A Nigerian fintech firm known as Sycamore has launched an initiative that offers guaranteed access to human agents for big loans, investments, savings and multi-currency operations at any hour.
The firm, in a statement at the weekend, said the initiative, which offers round-the-clock customer support across all its financial services, was launched recently and guarantees two-minute response time for live chat and one-hour turnaround for email inquiries.
It assured that human agents are now available 24/7 through multiple channels, including phone, WhatsApp, and social media, to handle everything from loan applications to investment portfolio queries and multi-currency wallet transactions.
The launch of the initiative addresses a growing challenge in Nigeria’s expanding digital finance sector, as products become more sophisticated, and customers increasingly need real-time human guidance that automated systems cannot provide.
“Financial decisions don’t respect business hours,” said Babatunde Akin-Moses, CEO of Sycamore Group, adding, “a customer evaluating an investment opportunity at midnight or managing currency exposure during market volatility needs access to knowledgeable professionals who can provide context and help them make informed decisions. We’ve built our service model around that reality.”
According to the chief executive, the timing reflects broader shifts in Nigeria’s fintech landscape, pointing out that recent data from the Federal Competition and Consumer Protection Commission FCCPC) shows banking and fintech accounted for over 4,600 consumer complaints between March and August 2025, with fintech recording 1,442 cases. The complaints spanned issues from transaction disputes to challenges with digital lending and investment products.
As financial technology platforms expand from simple payment services to complex offerings such as access to big loans, investment, asset management, and foreign currency products, service requirements have evolved accordingly. What works for basic transfers proves insufficient when customers need guidance on loan terms, investment allocations, or multi-currency strategies.
According to Mojisola Fagbohunlu, head of marketing at Sycamore, “the industry has reached an inflection point; customers are managing increasingly complex financial products through their phones. They’re making decisions about loans that affect their businesses, investments that determine their financial futures, and currency choices that protect their purchasing power.

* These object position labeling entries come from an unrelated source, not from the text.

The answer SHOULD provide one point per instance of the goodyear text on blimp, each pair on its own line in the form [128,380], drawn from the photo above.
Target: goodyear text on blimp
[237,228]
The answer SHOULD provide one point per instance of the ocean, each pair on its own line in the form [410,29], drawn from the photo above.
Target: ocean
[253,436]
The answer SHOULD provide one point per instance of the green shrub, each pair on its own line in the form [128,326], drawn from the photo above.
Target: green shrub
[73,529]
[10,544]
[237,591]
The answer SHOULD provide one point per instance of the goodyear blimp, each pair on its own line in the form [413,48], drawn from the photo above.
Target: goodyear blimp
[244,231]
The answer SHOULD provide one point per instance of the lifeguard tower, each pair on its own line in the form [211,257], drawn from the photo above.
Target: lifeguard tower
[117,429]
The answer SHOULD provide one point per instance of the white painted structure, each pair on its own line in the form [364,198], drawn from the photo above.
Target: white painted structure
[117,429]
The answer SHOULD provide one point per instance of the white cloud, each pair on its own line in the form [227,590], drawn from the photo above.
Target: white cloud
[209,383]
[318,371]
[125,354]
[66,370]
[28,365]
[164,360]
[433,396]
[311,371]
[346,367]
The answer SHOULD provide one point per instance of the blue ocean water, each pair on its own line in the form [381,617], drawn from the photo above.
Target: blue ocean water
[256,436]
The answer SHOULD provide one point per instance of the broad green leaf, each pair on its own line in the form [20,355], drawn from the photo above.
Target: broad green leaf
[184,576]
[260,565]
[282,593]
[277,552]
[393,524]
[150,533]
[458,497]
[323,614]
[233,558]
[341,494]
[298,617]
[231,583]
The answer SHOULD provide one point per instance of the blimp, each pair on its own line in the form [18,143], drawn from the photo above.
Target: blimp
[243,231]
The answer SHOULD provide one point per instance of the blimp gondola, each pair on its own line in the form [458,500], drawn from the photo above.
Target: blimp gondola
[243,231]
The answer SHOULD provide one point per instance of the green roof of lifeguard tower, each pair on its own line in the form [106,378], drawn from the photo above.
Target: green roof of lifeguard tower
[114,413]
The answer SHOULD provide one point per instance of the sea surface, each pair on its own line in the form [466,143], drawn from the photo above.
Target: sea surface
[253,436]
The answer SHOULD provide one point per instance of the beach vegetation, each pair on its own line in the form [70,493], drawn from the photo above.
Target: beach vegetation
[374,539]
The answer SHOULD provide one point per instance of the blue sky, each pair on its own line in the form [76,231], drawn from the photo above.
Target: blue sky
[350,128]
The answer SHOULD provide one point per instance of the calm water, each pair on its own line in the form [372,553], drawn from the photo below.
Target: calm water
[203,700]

These decisions require human insight, especially when questions arise outside traditional banking hours.”
Sycamore Group operates under dual regulatory frameworks, holding both SEC licensing for fund and portfolio management and a money lenders license for the lending operations. The Group processed over N100 billion in transactions for approximately 400,000 customers across salary loans, business financing, investments, asset portfolios, and multi-currency wallets in the 2025 financial year.
The operational investment required to staff human agents around the clock is substantial, but Akin-Moses argues that the economics makes sense when product complexity increases, and the potential value to be created on weekends and off-peak hours.

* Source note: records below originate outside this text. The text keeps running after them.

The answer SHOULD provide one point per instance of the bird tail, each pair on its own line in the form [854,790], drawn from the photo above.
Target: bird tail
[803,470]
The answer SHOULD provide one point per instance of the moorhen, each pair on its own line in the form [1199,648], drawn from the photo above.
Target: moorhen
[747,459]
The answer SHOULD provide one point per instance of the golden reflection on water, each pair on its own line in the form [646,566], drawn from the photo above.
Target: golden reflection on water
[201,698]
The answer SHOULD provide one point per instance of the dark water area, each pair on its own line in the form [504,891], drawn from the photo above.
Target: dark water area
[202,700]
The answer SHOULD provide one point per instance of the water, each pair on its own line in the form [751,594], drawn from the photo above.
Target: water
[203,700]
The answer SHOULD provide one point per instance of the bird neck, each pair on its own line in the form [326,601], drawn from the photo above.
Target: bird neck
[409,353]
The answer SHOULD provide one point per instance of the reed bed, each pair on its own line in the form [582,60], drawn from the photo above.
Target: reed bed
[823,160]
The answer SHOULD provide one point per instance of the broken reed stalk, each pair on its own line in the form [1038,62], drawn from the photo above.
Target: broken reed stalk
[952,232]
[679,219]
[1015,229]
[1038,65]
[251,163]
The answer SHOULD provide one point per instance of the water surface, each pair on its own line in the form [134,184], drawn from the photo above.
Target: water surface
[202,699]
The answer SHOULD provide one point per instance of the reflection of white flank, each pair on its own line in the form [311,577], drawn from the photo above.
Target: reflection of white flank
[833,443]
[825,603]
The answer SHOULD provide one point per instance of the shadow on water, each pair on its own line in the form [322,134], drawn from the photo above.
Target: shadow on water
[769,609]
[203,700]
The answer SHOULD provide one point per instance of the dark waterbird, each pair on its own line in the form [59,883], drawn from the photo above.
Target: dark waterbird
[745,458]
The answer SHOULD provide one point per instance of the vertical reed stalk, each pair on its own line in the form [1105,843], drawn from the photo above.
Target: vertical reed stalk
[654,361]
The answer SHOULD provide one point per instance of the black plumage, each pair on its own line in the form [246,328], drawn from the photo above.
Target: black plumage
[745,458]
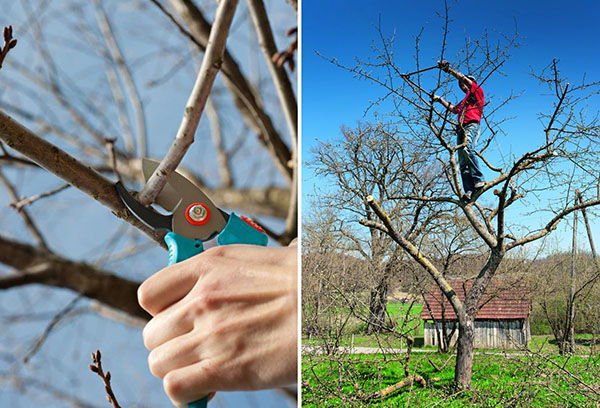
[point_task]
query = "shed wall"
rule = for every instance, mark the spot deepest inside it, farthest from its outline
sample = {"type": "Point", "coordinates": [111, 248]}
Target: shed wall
{"type": "Point", "coordinates": [489, 334]}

“Automated systems work well for straightforward transactions,” he said. “But when someone needs to understand how a multi-currency wallet protects against devaluation, or which investment vehicle aligns with their risk tolerance, that conversation requires human expertise.”
The launch comes as Nigerian financial regulators increase focus on consumer protection. The FCCPC issued comprehensive Digital Lending Regulations in September 2025 to address transparency, data privacy, and customer treatment standards. The Central Bank of Nigeria (CBN) has also heightened scrutiny of service delivery across digital finance platforms.
For Sycamore, the initiative represents a bet that service quality and round-the-clock availability will become key differentiators as Nigeria’s fintech sector matures. The company is monitoring resolution times, customer satisfaction scores, and product adoption rates to evaluate impact.
“We’re seeing significant engagement during non-business hours, especially as we go borderless,” said Fagbohunlu, noting, “people are making financial decisions when it’s convenient for them, not when banks are open; that’s the whole promise of digital finance. We’re simply ensuring the service delivery matches that promise.”